Author: Robin Smith
Wearing a medal, Jeong Kim poses with President Biden.
President Biden awards Jeong H. Kim the National Medal of Technology and Innovation. Image Credit: Ryan K. Morris

Last fall, Jeong Kim ’82, MS ’89, received the National Medal of Technology and Innovation, the country’s highest award for technological achievement.

The award recognized Kim’s contributions to data communications and broadband optical systems, including the invention of the asynchronous transfer mode (ATM) switch for wireless communications, a groundbreaking innovation that allowed the transfer of data, voice, and video over a single network infrastructure.

Just two decades after arriving as a 14-year-old immigrant from Korea with limited English, Kim sold his first company, Yurie Systems, for $1 billion in 1998. Today, he remains a leading innovator in telecommunications technology.

Kim credits education for much of his success.
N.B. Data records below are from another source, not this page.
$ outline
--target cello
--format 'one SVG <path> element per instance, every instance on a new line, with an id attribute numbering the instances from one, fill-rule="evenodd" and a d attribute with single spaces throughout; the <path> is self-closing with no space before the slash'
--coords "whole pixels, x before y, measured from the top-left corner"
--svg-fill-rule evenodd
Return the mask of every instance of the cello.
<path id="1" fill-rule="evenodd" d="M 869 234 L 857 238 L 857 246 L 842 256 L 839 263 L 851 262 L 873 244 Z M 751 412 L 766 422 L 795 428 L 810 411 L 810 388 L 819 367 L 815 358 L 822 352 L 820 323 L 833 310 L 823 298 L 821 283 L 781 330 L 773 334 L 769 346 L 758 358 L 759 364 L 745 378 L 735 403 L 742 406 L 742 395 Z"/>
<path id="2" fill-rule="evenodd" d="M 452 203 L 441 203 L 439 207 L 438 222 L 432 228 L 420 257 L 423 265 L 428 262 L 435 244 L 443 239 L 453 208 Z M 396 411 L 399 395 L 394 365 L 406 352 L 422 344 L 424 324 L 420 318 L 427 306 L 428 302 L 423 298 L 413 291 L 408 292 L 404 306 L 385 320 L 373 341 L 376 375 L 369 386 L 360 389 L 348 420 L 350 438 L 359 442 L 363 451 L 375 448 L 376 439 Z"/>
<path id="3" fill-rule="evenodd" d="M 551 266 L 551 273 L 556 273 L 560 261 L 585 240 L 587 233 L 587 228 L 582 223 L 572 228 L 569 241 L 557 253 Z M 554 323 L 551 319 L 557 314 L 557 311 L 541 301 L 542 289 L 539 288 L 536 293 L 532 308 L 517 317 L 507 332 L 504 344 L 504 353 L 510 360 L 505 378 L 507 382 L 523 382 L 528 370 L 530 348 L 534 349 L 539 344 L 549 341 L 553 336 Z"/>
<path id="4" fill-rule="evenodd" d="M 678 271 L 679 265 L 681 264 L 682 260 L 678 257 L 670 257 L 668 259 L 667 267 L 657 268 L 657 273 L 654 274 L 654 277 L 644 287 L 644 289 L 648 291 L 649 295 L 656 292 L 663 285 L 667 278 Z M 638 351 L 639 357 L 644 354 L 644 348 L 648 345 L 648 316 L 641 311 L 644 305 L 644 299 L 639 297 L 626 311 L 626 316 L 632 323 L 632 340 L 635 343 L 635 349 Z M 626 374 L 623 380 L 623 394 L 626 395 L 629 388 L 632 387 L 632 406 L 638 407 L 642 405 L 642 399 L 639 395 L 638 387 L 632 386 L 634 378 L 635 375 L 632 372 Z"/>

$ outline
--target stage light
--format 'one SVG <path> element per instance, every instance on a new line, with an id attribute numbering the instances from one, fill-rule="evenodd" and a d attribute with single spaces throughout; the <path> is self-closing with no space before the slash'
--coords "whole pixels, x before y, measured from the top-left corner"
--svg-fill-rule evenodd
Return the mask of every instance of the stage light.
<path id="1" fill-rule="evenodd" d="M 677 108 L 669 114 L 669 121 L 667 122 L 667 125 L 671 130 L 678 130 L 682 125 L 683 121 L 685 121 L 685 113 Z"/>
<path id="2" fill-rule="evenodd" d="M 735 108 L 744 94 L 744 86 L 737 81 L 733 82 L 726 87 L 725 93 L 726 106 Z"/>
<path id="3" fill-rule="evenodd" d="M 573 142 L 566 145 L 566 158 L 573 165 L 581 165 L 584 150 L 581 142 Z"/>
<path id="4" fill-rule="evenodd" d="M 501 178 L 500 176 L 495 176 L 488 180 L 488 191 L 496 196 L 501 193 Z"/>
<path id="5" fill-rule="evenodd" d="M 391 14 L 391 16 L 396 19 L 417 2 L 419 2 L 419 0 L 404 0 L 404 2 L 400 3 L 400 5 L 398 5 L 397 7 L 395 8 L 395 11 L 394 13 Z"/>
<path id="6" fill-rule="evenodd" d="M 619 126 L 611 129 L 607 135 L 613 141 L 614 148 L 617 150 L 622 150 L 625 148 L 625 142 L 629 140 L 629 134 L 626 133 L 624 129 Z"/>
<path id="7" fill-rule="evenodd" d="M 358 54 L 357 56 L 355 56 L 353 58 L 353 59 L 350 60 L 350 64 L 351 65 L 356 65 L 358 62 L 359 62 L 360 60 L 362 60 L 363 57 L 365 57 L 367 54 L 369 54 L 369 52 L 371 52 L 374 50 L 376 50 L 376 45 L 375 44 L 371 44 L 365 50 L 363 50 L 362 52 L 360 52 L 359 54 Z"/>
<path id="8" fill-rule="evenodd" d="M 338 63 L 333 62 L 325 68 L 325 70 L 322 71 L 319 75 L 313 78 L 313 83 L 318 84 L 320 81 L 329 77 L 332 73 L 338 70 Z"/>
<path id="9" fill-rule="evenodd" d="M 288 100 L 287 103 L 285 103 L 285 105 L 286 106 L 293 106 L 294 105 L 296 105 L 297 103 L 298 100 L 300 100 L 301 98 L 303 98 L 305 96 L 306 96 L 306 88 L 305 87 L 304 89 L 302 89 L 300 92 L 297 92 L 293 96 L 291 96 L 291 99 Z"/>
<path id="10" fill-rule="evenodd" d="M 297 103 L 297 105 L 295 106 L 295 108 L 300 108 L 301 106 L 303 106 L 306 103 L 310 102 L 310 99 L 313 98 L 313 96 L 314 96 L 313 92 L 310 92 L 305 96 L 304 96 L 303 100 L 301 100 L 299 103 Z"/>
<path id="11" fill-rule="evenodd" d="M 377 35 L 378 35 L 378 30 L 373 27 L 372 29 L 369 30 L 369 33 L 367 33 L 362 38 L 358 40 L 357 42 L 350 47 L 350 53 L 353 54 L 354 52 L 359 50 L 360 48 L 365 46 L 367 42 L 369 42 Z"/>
With the help of a Whiting School scholarship, he earned bachelor’s degrees in electrical engineering and computer science, followed by a master’s degree in technical management at Johns Hopkins. “Hopkins is academically strong, and they gave me the flexibility to take as many credits as I wanted so I could finish in three years,” he says.
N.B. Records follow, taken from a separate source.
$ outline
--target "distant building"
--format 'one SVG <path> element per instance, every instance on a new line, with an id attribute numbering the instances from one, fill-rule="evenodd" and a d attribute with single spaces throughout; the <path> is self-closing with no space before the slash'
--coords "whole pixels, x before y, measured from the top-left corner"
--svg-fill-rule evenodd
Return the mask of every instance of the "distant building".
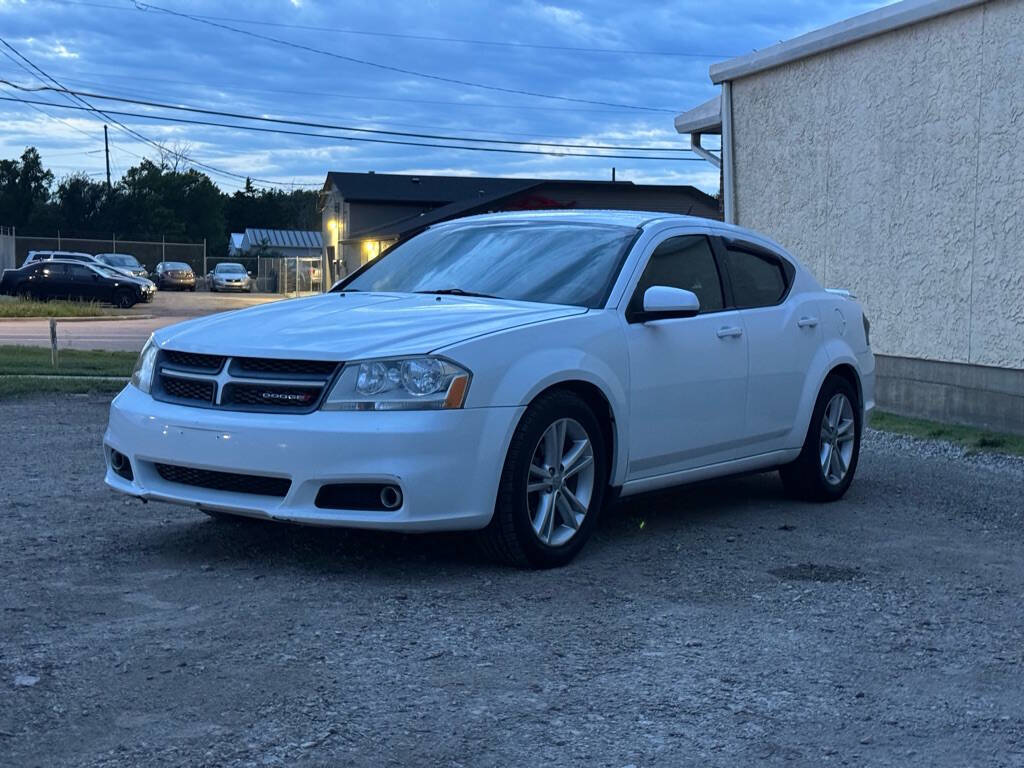
<path id="1" fill-rule="evenodd" d="M 430 224 L 475 213 L 605 208 L 720 217 L 718 200 L 696 187 L 632 181 L 332 171 L 321 202 L 324 254 L 333 280 Z"/>
<path id="2" fill-rule="evenodd" d="M 234 233 L 231 240 L 234 240 Z M 249 227 L 242 233 L 238 254 L 255 256 L 262 251 L 265 255 L 287 257 L 316 257 L 324 251 L 321 233 L 308 229 L 256 229 Z"/>
<path id="3" fill-rule="evenodd" d="M 1024 433 L 1024 0 L 904 0 L 713 65 L 727 221 L 871 321 L 879 404 Z"/>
He next served as a nuclear submarine officer in the U.S. Navy for seven years, obtaining his master’s degree while on shore duty at the Defense Nuclear Agency, and later earned a PhD in reliability engineering from the University of Maryland. It was after the Navy, while working as a contract engineer at the Naval Research Laboratory, that Kim developed the asynchronous transfer technology that enabled multimedia battlefield communications, the innovation that laid the groundwork for the ATM switch.
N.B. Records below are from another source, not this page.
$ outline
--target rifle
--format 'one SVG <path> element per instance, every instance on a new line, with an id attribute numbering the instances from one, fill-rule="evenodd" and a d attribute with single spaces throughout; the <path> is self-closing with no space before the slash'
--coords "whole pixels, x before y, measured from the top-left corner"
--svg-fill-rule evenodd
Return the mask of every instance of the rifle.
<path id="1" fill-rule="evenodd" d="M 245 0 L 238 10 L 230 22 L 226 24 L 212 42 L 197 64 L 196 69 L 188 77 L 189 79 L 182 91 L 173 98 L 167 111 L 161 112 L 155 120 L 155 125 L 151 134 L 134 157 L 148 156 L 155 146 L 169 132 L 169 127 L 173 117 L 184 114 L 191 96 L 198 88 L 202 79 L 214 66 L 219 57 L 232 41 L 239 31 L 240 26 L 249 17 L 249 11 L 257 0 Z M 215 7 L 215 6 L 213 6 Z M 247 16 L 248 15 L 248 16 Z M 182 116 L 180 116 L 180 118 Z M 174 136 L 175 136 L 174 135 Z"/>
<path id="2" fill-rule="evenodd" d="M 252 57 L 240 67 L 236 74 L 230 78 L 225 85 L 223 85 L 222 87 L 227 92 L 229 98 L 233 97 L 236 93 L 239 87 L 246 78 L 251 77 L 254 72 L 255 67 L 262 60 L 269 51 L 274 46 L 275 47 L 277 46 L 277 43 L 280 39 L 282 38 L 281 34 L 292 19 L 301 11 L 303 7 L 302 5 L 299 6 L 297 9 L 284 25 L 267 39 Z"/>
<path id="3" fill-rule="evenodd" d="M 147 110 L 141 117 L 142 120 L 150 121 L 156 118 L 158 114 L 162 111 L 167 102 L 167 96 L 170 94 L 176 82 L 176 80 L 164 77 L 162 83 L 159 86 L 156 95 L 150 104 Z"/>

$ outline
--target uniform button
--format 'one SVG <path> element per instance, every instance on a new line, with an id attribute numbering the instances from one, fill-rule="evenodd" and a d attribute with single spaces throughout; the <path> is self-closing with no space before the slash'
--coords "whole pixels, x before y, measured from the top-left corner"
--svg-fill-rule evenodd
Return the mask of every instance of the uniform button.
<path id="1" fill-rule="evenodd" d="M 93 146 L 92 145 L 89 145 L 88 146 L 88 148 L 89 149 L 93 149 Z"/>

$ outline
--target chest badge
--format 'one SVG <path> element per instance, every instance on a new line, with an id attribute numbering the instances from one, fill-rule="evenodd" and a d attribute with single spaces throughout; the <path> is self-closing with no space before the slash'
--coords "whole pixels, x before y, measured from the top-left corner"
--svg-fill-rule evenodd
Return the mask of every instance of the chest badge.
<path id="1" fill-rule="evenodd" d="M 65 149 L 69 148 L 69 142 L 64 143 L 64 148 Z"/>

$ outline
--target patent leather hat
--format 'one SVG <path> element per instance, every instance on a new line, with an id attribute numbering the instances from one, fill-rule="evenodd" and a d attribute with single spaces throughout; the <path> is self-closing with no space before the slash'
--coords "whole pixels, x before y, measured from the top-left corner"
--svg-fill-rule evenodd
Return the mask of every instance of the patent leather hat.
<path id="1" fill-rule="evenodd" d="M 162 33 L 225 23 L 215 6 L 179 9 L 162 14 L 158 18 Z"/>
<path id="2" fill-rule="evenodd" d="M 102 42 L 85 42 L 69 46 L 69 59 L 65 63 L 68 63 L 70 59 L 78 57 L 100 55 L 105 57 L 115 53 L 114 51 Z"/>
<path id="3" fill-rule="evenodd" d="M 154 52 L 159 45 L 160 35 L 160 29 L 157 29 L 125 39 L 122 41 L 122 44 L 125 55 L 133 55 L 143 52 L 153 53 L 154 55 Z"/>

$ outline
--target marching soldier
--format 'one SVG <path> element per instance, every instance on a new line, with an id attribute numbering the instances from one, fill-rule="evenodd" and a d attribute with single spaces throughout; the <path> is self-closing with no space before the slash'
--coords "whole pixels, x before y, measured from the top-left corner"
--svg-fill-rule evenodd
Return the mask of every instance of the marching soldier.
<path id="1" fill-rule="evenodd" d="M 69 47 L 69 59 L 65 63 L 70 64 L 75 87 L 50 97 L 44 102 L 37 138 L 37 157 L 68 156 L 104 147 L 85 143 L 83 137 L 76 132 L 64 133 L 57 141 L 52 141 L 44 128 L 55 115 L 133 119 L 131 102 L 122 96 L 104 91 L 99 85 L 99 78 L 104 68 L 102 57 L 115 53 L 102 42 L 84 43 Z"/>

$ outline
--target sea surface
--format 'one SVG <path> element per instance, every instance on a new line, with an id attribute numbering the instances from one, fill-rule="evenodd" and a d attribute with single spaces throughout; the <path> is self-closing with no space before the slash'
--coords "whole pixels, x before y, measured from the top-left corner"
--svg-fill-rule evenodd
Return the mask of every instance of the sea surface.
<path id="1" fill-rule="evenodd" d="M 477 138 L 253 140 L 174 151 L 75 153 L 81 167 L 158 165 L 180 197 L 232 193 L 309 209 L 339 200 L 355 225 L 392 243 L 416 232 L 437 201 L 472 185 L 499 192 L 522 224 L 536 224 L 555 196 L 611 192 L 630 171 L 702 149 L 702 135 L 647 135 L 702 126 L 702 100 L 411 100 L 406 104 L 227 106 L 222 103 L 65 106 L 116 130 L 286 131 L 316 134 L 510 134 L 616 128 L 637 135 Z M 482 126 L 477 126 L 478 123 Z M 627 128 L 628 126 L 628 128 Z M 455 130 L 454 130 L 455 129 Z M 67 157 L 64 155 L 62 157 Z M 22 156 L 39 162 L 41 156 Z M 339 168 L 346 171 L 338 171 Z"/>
Today, Kim is co-founder and chairman of Kiswe Mobile, a livestreaming and interactive video platform for sporting events and concerts. Prior to that role, he served eight years as the 11th president of Bell Labs and was the first leader to ever be recruited from outside the organization. He was also jointly appointed as a professor in the mechanical engineering and the electrical and computer engineering departments at the University of Maryland and has served as a Johns Hopkins trustee and member of Whiting School’s Advisory Board.

“Being recognized by the President of the United States for accomplishments was not my intention,” says Kim, referring to the National Medal of Technology and Innovation. “But to have the things that I’ve done actually have made an impact on the lives of other people is very rewarding personally. I feel honored that I was able to make that impact.”